The Sinister Regent Page 5
She was reminded of something she did do well when they got inside and the others’ shoes and boots clattered. She put a finger to her lips and crept silently to the first corner. A quick look, and she crept back.
“Okay, I think there are guards.”
“People?” Chris whispered back.
“Spiders. Large mechanical spiders.”
Donal looked thoughtful, but Amalia and Chris both smiled. Chris pulled his sword free. “Perfect.”
I don’t even see any rocks to throw. Jes followed reluctantly as Amalia and Chris charged around the corner.
The six spiders were the size of dinner platters. They also shot webs. Amalia and Chris both ducked the streams sent toward them, and their swords struck with a clatter of metal on metal.
“Those webs may be a problem,” Donal com-mented, rummaging through his pockets. “Here, a short-distance flamer.”
Jes caught the toss easily and then darted up as a web ensnared Chris’s right leg. She flicked the flamer on, burning through the thick strand between his leg and the wall. Chris charged in further, already hitting a second spider.
Donal used a different device to cut the webbings from Amalia’s sword arm. The spiders chittered together—communicating?—then the remaining three backed up.

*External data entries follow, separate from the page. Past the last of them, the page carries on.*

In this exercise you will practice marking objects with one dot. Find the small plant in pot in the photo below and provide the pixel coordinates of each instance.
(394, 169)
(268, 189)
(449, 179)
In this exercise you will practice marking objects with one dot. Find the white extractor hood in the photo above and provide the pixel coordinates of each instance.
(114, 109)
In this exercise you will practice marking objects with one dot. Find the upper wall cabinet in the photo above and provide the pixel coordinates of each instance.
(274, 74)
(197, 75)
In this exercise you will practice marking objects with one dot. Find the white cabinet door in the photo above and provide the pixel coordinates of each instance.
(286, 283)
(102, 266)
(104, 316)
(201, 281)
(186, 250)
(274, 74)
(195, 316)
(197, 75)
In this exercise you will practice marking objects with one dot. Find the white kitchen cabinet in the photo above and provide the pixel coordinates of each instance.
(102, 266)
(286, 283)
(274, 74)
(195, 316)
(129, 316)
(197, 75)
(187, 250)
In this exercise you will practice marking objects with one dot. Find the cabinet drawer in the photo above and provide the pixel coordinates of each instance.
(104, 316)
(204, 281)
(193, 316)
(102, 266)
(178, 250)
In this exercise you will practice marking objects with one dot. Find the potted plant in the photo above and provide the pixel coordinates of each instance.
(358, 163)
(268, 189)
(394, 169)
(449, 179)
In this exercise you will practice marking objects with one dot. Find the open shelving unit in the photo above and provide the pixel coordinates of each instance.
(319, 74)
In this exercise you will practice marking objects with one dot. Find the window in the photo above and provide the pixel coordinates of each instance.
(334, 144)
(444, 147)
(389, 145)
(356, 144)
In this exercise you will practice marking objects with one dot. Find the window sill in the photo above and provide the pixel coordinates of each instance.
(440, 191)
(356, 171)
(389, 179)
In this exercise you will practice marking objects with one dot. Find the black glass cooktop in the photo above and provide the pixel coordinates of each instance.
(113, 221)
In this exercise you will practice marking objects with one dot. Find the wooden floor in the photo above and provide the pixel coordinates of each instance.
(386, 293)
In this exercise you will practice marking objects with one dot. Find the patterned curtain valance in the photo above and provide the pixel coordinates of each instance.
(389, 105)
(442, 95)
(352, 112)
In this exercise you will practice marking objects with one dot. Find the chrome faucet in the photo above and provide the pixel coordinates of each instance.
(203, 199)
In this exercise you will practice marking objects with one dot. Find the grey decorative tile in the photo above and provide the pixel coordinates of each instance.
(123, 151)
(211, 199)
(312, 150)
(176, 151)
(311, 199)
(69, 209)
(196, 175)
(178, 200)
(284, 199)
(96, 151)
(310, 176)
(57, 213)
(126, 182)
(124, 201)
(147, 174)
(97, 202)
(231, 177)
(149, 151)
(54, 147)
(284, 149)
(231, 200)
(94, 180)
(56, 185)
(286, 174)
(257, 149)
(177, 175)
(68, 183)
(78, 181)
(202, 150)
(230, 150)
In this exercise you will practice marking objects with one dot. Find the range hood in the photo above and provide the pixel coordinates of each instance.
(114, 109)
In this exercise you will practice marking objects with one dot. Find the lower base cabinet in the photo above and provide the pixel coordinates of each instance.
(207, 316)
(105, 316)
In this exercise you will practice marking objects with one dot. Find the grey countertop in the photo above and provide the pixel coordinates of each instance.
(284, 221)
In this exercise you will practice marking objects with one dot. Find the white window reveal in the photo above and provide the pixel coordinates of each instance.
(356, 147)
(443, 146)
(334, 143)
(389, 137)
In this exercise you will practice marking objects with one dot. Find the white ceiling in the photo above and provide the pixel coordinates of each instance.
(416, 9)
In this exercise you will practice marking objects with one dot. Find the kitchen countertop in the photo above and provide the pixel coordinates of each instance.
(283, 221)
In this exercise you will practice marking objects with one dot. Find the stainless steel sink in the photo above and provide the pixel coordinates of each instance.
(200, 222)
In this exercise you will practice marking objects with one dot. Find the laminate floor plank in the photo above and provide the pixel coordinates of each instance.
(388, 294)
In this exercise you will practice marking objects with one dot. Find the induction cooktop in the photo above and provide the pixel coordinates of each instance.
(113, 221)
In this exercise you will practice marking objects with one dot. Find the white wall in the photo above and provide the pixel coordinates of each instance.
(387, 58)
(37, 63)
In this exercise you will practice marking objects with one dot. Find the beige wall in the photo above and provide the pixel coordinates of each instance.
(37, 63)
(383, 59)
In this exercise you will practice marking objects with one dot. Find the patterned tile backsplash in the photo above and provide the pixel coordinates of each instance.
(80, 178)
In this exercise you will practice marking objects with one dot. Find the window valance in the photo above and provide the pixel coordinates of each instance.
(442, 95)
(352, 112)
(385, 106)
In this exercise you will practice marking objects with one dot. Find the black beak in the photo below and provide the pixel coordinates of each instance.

“Oh, no you don’t,” Amalia said, her eyes blazing. She grinned like a maniac as she raced forward, bringing her sword down to cut one in half. The other two webbed both her arms, and her smile turned to a look of intense irritation. “Seriously?”
Chris darted in, stopping the spiders from biting her, while Donal and Jes moved forward to free her arms. Then, Chris took the spider on the left while Amalia took the one on the right, and then there were only mechanical parts left littering the floor.
Jes slipped the flamer into her pocket. “It doesn’t look like your uncle wants company,” she commented.
Donal nodded. “This isn’t really like him. I’m getting a little worried.”
Jes snorted. “Androids, airships, and treason … and now you’re a little worried?”
Donal shrugged. “No sense borrowing trouble.”
Amalia and Chris kept their swords out and ready as they went forward. After the fight, sneaking in quietly seemed a lot less likely. The door at the end of the corridor was also locked, and once again, Amalia opened it.
The workroom beyond the door looked like a combination of a toyshop and a murder scene. Android parts, disturbingly lifelike, littered shelves and tables, with gadgets in various states of disrepair in between them. At the far end, a tall, slender man with spiky blond hair and goggles was putting pieces together with total attention.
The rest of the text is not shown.